DASDAE / dascore

A python library for distributed fiber optic sensing
Other
71 stars 16 forks source link

DASCore fails to read training data for phasenet DAS #409

Closed d-chambers closed 1 month ago

d-chambers commented 1 month ago

Description

@Shihao-Yuan reported that DASCore has issues reading some of the files associated with the phasenet DAS training data found here. We need to look into it more.

Versions

d-chambers commented 1 month ago

After some quick digging, I noticed that the Eureka data are in prodml and the Ridgecrest data are a custom format described here.

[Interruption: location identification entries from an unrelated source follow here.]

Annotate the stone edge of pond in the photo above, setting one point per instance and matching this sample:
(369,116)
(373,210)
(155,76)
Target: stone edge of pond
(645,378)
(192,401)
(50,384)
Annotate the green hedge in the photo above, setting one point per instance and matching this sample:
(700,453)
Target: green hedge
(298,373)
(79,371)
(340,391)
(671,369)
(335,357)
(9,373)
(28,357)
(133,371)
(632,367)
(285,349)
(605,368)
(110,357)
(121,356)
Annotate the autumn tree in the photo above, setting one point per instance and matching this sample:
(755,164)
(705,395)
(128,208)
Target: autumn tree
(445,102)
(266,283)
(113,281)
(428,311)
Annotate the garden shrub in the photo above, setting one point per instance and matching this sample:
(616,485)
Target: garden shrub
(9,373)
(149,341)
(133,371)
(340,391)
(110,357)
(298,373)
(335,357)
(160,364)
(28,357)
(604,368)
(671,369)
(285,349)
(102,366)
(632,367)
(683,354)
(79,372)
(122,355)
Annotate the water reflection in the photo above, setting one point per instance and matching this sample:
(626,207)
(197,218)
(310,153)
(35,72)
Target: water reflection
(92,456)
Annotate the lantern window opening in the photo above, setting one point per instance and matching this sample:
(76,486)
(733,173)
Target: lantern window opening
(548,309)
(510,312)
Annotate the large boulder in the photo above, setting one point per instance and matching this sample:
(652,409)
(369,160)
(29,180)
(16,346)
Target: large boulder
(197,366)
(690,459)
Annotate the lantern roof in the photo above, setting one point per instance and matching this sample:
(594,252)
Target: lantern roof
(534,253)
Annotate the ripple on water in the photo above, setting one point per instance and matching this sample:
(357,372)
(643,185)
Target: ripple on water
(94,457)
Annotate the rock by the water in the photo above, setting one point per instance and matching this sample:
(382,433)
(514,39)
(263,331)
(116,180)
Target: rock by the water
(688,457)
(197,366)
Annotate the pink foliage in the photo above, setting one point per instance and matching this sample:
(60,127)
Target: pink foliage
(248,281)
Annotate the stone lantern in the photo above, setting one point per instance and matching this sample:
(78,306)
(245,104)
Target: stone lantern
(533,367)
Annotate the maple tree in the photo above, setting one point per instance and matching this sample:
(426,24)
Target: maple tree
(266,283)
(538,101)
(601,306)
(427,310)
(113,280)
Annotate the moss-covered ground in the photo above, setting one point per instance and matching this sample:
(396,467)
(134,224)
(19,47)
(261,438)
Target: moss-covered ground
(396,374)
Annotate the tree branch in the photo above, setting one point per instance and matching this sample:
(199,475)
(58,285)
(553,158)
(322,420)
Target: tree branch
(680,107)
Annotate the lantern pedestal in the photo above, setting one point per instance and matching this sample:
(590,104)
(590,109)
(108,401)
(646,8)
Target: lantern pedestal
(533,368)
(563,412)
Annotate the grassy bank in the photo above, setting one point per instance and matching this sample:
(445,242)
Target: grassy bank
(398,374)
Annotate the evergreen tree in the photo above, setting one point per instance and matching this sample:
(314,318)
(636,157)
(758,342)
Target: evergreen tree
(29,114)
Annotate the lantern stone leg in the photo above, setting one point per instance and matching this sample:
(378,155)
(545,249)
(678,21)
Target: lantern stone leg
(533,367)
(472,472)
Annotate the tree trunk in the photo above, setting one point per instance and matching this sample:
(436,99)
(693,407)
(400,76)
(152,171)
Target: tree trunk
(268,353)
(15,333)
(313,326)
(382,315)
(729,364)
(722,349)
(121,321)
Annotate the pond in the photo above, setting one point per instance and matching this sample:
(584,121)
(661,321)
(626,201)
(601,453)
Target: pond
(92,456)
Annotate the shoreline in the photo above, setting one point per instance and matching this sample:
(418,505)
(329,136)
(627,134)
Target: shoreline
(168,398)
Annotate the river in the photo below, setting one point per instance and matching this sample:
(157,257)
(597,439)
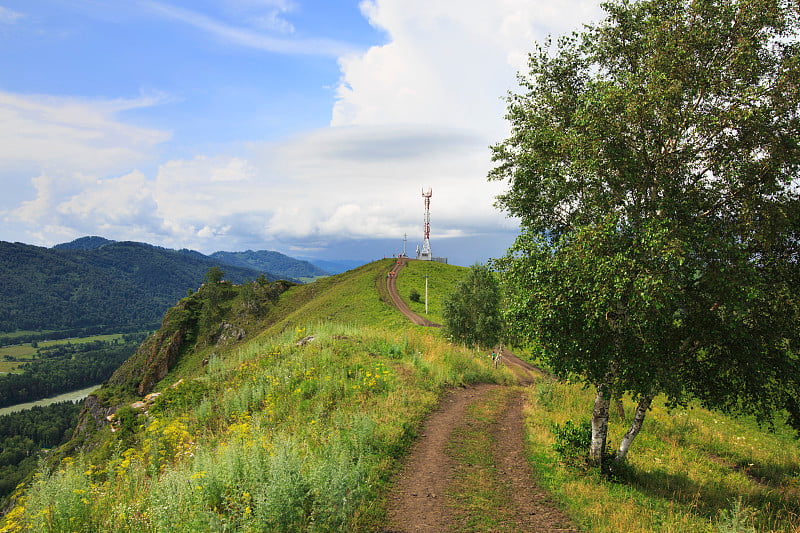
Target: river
(73,396)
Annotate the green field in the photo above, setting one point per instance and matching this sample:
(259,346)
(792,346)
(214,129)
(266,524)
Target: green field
(301,424)
(26,352)
(442,279)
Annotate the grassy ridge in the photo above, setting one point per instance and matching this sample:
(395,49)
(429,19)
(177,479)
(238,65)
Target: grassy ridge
(275,436)
(298,428)
(442,279)
(689,470)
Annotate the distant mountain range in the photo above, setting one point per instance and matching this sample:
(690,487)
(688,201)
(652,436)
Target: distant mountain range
(266,261)
(94,281)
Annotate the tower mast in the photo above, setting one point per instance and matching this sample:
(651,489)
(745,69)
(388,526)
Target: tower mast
(425,253)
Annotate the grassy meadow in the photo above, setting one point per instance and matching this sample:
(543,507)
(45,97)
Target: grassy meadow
(688,470)
(300,426)
(442,279)
(275,436)
(26,352)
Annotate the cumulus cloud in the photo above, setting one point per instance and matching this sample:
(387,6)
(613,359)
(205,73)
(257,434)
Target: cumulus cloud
(448,62)
(250,37)
(54,133)
(418,111)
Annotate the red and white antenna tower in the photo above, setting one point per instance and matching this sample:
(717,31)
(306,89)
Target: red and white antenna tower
(425,253)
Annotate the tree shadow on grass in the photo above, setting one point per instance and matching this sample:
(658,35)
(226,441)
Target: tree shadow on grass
(710,498)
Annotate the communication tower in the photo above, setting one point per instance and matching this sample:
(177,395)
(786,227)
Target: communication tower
(425,253)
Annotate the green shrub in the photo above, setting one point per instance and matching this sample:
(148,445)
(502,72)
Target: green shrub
(572,442)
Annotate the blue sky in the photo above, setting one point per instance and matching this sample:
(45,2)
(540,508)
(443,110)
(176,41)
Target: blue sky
(307,127)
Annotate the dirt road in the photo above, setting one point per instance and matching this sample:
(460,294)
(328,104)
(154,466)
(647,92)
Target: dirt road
(425,496)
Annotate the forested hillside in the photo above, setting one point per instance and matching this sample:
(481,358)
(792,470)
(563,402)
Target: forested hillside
(117,284)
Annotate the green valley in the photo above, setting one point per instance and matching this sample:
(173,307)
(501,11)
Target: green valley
(271,406)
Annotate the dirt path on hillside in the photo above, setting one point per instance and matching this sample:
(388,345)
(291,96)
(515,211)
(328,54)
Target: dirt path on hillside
(419,500)
(391,286)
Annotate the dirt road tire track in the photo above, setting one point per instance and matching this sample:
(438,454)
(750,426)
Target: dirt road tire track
(418,501)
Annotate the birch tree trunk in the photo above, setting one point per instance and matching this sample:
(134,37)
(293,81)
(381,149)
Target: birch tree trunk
(636,425)
(600,424)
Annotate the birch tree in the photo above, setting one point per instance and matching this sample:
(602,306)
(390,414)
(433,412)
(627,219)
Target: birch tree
(653,164)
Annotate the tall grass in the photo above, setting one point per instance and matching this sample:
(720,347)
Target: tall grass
(689,469)
(442,280)
(296,432)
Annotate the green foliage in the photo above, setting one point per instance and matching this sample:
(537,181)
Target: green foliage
(120,284)
(690,467)
(65,367)
(24,434)
(736,519)
(441,281)
(472,311)
(273,437)
(572,442)
(653,164)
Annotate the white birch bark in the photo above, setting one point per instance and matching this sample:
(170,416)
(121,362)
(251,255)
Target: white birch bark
(599,424)
(636,425)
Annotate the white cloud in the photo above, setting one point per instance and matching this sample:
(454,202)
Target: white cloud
(56,133)
(249,37)
(448,62)
(419,111)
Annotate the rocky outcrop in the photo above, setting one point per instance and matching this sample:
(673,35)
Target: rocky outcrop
(93,411)
(229,333)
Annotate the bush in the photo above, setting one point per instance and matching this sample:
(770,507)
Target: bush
(572,442)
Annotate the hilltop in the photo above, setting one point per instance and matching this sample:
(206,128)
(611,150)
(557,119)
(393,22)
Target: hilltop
(274,406)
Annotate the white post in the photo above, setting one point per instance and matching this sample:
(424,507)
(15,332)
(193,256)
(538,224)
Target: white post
(426,295)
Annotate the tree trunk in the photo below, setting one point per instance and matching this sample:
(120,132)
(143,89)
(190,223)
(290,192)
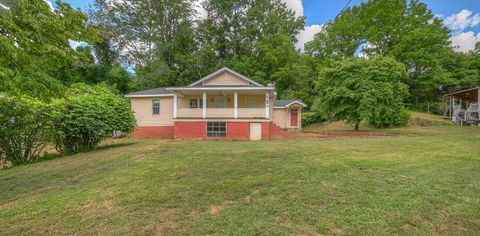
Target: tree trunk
(357,126)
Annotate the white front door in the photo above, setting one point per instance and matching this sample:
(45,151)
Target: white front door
(255,131)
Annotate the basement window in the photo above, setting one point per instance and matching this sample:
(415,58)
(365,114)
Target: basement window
(155,107)
(216,129)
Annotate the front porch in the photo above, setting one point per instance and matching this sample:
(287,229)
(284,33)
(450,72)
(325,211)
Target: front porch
(464,108)
(221,104)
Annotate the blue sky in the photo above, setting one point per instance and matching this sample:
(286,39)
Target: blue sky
(461,16)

We could technically support the custom format. The only hangup is that the distance values for the cable are not provided, and there are other missing metadata (such as the gauge length) we might want. We could just assume the fiber distance starts at 0 I guess 🤷🏻.

I also found an issue in getting the metadata from prodml files likely introduced in #394. Currently, metadata like gauge length are not found due to this issue.

d-chambers commented 1 month ago

For the Ridgecrest data, @Shihao-Yuan mentioned the DAS data didn't look "right", and so there was some concern the data were being scrambled in some way. Plotting one of the files we get:

image

but this is similar to to what this notebook gets, so I think we are just seeing common-mode noise.

doing a high pass filter improves the image:

image

so after fixing the attribute issue above, I think we are ok for the prodml files.

d-chambers commented 1 month ago

Closed for now by #410, but we may implement read support for the custom DAS format later on.